The full article is available online here.

 

(It’s interesting to note that the tag for the online version reads “Lily Cole on being a red head, posing for Playboy and getting a double first from Cambridge” whereas the hardcopy, which I read, claims to simply be about how ‘Lily Cole reveals how she left the catwalk behind to get a double first from Cambridge’)

 

6 Comments on Beauty & Brains: still an impossible concept (in a woman)

  1. This is very interesting – thanks for bringing it to our attention. Unfortunately it’s what we’ve come to expect of the Daily Mail. Don’t buy that mush.

  2. It’s a shame that someone so intelligent, beautiful and talented is patronised like that. On the other hand, the Daily Mail is known for it’s ‘Woman know your place’ attitude. Thanks for posting!

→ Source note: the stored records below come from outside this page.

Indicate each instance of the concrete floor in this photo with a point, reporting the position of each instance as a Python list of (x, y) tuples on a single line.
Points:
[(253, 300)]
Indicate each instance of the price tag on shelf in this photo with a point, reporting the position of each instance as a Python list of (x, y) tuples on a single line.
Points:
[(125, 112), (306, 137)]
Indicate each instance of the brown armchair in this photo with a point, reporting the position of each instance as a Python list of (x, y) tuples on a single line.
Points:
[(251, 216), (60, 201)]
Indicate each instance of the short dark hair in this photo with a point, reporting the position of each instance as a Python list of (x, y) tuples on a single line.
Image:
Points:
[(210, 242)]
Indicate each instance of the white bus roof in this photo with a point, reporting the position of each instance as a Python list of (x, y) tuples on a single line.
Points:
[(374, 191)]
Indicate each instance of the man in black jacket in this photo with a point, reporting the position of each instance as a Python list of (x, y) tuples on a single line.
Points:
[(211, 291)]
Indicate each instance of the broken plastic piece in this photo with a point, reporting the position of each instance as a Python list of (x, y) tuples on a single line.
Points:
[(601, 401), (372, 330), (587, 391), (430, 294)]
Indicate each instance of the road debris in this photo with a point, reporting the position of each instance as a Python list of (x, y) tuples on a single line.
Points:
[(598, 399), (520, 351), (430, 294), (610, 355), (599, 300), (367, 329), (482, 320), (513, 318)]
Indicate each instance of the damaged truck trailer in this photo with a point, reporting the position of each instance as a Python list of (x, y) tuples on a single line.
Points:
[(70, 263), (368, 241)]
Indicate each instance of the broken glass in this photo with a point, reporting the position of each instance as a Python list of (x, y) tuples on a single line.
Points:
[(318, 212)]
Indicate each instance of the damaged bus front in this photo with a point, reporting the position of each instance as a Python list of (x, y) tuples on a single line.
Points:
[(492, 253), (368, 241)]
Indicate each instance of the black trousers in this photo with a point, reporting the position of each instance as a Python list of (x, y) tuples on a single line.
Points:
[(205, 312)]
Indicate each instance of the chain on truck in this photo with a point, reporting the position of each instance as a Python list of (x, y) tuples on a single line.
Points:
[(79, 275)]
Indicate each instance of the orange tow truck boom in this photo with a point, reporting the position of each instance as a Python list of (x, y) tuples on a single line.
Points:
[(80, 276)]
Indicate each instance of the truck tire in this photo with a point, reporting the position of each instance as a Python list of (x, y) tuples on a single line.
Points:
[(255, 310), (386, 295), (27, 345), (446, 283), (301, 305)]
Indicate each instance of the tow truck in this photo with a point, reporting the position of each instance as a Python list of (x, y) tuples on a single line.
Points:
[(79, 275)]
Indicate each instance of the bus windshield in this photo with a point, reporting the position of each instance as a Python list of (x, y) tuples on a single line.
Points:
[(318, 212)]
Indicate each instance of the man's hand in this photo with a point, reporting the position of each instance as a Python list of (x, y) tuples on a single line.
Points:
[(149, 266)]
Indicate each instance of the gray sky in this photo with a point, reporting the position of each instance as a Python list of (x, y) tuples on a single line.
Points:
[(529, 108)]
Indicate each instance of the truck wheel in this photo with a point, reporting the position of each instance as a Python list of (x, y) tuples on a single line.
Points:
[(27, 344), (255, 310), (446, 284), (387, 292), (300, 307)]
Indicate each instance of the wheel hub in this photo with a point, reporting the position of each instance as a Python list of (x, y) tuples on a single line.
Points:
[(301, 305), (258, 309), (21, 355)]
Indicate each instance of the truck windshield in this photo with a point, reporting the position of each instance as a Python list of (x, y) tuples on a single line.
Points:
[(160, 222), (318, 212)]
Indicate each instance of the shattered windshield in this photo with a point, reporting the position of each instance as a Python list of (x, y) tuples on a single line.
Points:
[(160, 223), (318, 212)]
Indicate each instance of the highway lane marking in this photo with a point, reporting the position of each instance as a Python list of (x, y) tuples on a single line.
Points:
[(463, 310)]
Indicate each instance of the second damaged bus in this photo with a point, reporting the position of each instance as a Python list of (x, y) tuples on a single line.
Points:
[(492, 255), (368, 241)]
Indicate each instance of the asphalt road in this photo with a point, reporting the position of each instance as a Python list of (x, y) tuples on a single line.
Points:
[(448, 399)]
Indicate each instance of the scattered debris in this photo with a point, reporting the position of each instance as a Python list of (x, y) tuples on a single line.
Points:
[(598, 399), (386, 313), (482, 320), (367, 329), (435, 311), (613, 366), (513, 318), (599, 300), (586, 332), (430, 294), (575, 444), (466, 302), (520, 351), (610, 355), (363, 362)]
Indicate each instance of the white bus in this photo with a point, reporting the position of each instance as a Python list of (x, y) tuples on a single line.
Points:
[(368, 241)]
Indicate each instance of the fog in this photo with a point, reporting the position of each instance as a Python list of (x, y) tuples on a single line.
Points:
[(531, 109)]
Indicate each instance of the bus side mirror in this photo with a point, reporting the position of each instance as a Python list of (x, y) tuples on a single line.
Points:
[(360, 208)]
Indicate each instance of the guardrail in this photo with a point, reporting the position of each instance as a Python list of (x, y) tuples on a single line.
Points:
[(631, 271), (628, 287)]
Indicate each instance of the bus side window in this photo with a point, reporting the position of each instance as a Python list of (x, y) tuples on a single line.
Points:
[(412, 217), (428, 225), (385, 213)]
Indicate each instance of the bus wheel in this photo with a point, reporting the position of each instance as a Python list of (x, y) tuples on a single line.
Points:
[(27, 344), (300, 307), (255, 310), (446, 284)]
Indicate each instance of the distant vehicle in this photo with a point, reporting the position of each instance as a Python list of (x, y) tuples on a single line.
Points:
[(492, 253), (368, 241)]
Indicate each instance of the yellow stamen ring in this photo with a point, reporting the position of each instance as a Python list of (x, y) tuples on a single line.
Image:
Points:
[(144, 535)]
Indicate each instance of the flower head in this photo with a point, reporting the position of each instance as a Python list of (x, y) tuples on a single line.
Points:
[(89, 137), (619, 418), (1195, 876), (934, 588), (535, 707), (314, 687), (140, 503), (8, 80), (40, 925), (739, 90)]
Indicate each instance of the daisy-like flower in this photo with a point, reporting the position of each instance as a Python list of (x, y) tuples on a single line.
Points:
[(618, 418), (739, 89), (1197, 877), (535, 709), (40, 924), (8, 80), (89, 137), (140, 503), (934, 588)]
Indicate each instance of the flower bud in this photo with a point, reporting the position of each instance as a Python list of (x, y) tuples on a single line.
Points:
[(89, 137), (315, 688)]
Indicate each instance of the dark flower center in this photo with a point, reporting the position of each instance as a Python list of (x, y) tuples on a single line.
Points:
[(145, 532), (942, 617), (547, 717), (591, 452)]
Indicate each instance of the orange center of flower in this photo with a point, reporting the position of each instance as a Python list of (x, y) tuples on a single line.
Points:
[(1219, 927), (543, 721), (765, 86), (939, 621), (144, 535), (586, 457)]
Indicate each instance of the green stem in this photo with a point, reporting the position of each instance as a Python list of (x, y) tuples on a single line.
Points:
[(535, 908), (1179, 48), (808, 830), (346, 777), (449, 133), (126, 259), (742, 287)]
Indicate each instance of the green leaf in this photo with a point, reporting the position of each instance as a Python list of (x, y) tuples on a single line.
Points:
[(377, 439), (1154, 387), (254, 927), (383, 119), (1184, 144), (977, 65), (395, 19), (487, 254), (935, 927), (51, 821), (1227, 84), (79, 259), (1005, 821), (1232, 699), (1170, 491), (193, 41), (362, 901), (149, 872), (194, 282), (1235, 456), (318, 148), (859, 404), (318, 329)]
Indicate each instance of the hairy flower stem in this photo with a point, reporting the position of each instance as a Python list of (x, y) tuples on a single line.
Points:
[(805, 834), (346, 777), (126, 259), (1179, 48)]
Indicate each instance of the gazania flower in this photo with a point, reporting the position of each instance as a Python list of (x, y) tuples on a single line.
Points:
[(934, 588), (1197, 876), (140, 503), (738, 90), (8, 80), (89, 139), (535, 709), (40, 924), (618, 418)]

  3. Really interesting, well-written article. A friend of mine is a working model trying to be a journalist but unfortunately, she is stigmatized for being a model – making ends meet temporarily, whilst she tries to pursue her dream and thus she is not allowed in to this apparently completely dissociated world. Never mind the fact that she works hard so that she can do what she wants to do. I just find it so unfair that she has been given her ‘label’ and that’s that.

  4. I couldn’t agree more! This is perhaps the most egregious recent example of something that surrounds us every day. Well done.

  5. I think the Daily Mail is one of the most damaging and morally despicable publications I have ever had the fortune of avoiding for many years. Sometimes I have a look for a laugh. I read that article about Cole and it was absolutely disgusting, patronizing, and horribly rude. Great article here though, Stephanie – insightful, truthful and perceptive. These issues need highlighting more, in my opinion!

  6. The thing is, if you want the sort of depth of profile you are looking for, you’re never going to find it in the Daily Mail. It isn’t what they do. I am no defender of the Daily Mail, far from it, but it is what it is and consistently treats all its subjects in the same way – which for me is at least more defensible than weightier publications that occasionally slip into individually targeted snipery. You can’t expect Perez Hilton to become Decca Aikenhead or Alan Carr to morph into Jeremy Paxman, but people should be free to choose how they want to hear about the world.
    I sometimes read the Mail Online and boggle at its inanity, and despair at its popularity and what that says about the UK, but the fact is that a lot of people are more interested in double Ds than double firsts. And maybe that’s OK – reading the Guardian hasn’t made me a better person or changed the world, as far as I can tell. Maybe there’s a good ramdomised ocntrolled trial in there?!